Today was all about the lift bridges on the Erie Canal that had to open for us. (Well, mostly about that.) We left Brockport at 0700, as soon as the lift bridge in front of our nighttime berth began operating, headed for Gasport or Lockport or Tanawanda. Our destination depended on how long it would take to navigate all those bridges, and what kind of stopping places we found. We also faced the last two locks of the Erie Canal and knew that they were pretty big ones.
It’s also the day we cruised over a road and a river. That’s right, the canal went right over them! An engineering marvel. Erie Canal continues to astound us with its engineering as we near its end.
And it’s also the day we got boarded by the Coast Guard for the first time this year. Story in the captions…

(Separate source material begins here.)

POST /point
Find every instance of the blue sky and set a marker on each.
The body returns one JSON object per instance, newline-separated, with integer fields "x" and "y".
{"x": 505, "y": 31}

Jeff tooted the horn many times today–for the kids, y’know!–as we passed school buses held at the bridge (by us), or youngsters watching from the side. You find ways to entertain yourself when it gets…well…repetitious if not a bit boring. But still pleasant, with perfect weather snd nice Looping companions. Photos and captions follow of this 55-mile day that took 9.5 hours.
P.S.: A reminder that this adventure called The Great Loop isn’t all fun-‘n-games, as these posts sometimes suggest. Living under way brings both physical and emotional consequences and requires adjustments and flexibility, even if you are “an adventurer.” Example: Yesterday, I banged my head hard against the boat roof and now have a nice egg on my skull. I’m slowly recovering from a tender foot (another mishap), resulting in a limp for over a week. Spring allergies are causing havoc. I can’t speak for Jeff’s challenges, but imagine doing this as a Type-1 diabetic. The boat has sustained injuries, too; we’ve scraped against walls a few times when the fenders weren’t in the right place for an unplanned impact. Other boaters we know have experienced even more dramatic impacts or challenges and we aren’t complaining…just grateful for every day that ends well.
2 thoughts on “12 Bridges & A Boarding”
Very minor correction. You were not boarded by the Coast Guard. The USCG boats are similar design, but have an orange bumper around them and are prominently marked USCG and Coast Guard. You were boarded by a police department marine unit.
Thank you for the correction. It was an interagency crew, which which I appreciated because I worked in that area quite a lot. One of the boarderd was a Coast Guard member and the other was from some state environmental organization I didn’t recognize.